And obviously they managed that, Chuck. That's the whole point of the recent genome studies about HNS which have come out. But I don't think Darwin would have cared about anything except the biological ability to reproduce.

Horses and donkeys can breed but the offspring are infertile, generally. Same is true of ligers.... (lions and tigers). Grizzly bear/polar bear hybrids have been found in Alaska...unfortunately the shitheads up there tend to shoot them so who knows if they are "fertile" of not.

I think you are missing the nuances of biological infertility in hybrids between animals of two different, but closely related species. In higher sexually reproducing creatures the sex of the animal is usually (but not always) determined by sex chromosomes. One sex would have 2 identical sex chromosomes, like XX in human females, and the other would have two different sex chromosomes, like XY in human males. In all mammals, it is the male that has the XY sex chromosome, while the female has the XX chromosome. In birds and some reptiles, the case is reversed. It has been known since 1820s that result of hybridization effects offspring of different sex differently. It is now known that the presence of sex chromosomes determines which sex will likely be present and fertile amougst the offsprings of hybridization. The relationship between sex chromosomes and how hybridization effects offspring of different sex is known as Haldaine's rule.

If interbreeding occurs between two animal that are reasonably close, say in the same genus like lions and tigers, but not of the same species, then in many cases (but not all cases) the offsprings will be all be of the sex with 2 identical sex chromosome. The other sex will be reliably absent. In the case of mammals, Haldaine's rule says hybridized offspring in many cases will be all female.

If the particular species involve in hybridizing do produce offsprings of both sexes, then any offsprings with 2 different sex chromosome will quite likely be biologically infertile. But any offspring of the other sex are more often technically fertile, and capable of mating and reproducing.
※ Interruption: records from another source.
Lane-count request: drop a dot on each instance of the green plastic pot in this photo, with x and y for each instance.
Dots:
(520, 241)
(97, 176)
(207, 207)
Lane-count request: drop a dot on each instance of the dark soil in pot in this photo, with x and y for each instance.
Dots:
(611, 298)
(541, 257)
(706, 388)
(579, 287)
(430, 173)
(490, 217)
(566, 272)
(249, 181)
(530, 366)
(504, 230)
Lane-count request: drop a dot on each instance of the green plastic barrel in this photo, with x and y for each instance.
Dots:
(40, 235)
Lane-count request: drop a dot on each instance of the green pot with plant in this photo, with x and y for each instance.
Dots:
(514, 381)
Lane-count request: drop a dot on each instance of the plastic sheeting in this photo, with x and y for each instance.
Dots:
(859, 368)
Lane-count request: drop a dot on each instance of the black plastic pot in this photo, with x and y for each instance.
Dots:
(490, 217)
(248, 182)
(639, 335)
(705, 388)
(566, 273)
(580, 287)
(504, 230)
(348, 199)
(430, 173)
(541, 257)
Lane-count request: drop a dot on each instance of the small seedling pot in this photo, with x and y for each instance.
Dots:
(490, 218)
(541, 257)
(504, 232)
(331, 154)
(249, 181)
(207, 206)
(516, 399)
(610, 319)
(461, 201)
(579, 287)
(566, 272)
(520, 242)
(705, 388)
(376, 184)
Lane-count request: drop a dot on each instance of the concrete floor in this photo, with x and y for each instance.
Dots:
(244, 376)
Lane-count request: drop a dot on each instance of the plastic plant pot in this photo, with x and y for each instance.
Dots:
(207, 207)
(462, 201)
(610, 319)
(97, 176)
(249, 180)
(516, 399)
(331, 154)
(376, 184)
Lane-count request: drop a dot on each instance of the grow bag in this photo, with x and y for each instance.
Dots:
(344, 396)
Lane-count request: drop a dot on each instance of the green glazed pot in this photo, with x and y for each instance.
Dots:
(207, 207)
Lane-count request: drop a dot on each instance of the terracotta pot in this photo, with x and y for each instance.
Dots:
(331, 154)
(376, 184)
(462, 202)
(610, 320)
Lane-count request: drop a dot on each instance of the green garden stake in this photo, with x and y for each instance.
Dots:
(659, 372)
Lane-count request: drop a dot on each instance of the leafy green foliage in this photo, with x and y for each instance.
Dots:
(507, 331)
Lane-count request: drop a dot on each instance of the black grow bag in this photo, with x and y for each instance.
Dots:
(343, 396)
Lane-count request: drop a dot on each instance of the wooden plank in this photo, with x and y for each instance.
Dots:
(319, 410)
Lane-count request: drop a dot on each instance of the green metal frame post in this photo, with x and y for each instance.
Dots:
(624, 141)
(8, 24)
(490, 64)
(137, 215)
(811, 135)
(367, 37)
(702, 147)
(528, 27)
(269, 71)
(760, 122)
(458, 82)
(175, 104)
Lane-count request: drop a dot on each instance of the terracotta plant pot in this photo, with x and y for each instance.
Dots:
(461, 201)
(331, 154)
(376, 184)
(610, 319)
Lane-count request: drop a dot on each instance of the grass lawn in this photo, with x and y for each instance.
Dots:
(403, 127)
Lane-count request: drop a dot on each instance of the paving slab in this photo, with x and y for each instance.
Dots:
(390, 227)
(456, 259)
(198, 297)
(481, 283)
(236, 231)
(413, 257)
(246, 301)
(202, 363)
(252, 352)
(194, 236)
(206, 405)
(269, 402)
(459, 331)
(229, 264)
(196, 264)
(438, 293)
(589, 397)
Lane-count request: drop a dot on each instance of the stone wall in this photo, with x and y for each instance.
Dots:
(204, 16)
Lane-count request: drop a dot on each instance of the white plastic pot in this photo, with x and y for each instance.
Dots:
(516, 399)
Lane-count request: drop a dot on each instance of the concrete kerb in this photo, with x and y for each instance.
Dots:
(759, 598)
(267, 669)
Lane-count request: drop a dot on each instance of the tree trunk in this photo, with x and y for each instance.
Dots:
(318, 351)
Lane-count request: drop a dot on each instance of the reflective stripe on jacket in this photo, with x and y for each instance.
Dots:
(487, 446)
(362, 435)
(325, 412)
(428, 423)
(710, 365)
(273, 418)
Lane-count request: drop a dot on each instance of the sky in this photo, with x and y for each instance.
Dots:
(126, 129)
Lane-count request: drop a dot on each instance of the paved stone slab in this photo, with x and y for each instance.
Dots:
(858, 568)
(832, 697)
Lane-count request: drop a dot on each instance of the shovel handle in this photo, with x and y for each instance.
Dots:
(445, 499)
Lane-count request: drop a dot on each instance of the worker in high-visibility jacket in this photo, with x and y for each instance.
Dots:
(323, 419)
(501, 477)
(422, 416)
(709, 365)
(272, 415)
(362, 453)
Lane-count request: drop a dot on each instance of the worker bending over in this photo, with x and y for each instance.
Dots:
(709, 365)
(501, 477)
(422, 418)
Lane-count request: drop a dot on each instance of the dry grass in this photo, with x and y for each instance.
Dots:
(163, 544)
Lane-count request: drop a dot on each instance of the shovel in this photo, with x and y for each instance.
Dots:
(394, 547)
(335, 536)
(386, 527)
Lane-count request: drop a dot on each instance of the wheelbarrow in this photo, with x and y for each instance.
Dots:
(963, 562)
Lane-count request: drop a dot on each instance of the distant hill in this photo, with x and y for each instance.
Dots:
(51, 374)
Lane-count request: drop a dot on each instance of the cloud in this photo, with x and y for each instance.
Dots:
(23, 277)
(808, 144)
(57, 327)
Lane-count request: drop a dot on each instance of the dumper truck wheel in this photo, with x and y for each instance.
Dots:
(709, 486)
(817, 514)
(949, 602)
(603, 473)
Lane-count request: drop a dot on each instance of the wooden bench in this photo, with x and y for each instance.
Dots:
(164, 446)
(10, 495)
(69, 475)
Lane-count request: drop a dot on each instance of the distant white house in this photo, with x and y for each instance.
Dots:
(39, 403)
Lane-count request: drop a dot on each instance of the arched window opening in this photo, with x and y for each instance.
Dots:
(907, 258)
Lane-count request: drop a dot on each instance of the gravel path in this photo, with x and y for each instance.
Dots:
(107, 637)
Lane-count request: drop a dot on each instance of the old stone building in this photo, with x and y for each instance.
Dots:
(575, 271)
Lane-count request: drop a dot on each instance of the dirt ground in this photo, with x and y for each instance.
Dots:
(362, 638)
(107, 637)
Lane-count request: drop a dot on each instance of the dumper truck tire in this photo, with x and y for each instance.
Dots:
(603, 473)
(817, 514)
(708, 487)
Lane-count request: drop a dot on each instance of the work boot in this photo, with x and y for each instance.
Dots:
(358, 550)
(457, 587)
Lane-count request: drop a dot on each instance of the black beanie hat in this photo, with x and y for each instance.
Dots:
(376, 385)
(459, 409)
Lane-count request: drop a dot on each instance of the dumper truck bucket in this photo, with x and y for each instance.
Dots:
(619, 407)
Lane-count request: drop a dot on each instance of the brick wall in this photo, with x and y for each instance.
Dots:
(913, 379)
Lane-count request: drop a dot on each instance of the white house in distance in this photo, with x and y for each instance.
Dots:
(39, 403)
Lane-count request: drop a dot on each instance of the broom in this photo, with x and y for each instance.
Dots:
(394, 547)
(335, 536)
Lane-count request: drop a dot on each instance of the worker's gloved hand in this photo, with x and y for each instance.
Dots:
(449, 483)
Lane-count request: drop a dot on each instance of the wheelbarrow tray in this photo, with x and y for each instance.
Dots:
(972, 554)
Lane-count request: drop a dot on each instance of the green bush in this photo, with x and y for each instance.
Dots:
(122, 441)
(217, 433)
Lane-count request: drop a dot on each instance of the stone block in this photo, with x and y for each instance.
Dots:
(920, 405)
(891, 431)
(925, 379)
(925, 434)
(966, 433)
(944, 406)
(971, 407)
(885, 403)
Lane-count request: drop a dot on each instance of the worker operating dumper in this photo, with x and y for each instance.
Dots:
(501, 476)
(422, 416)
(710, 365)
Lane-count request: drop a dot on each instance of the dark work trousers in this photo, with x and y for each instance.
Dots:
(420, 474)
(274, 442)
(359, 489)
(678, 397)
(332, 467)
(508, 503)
In case of mammals, if hybridzing produce both male and female offsprings, then Haldaine's rule say male hybrids are usually infertile, female hybrids more often are fertile.

When a female hybrid offspring is technically fertile, it often lacks secondary sexual characteristics that would promote successful mating. So in nature, female hybrids often have low rate of reproductive success, although this rate can be raised artificially in zoos. But even when a hybrid female is induced to successfully mate, she is often able to reproduce with only one of the two species to which her parents belong, and not the other.

In the case of ligers, both males and females are possible, but males are always infertile, while females sometimes are fertile. But fertile female ligers seems to be able to reproduce with lion males, not with tiger males.

So you see, there is not such a sharp delineation of fertility even from hybrids of species you would recognize as different, unless you regard tigers and lions, or indeed members within most genus, to all be the same species.

Since the genetic separation between HSS and HNS is much more recent that those between, say lion and tiger, we may expect with some confidence that should HSS and HNS cross breed, a percentage of female hybrids (XX) would be fertile. But we don't know if any male hybrids (XY) would also be fertile. Indeed we don't really even know if any male hybrid offspring of HSS and HNS can actually occur.

Furthermore, If the data about HNS genes in HSS is correct, and the HNS gene we inherited is not on a Y sex chromosome, then that only tells us at most the female hybrid of HSS and HNS could on occasions breed with HSS males. It doesn't say anything about whether such hybrid can also interbreed with HNS males.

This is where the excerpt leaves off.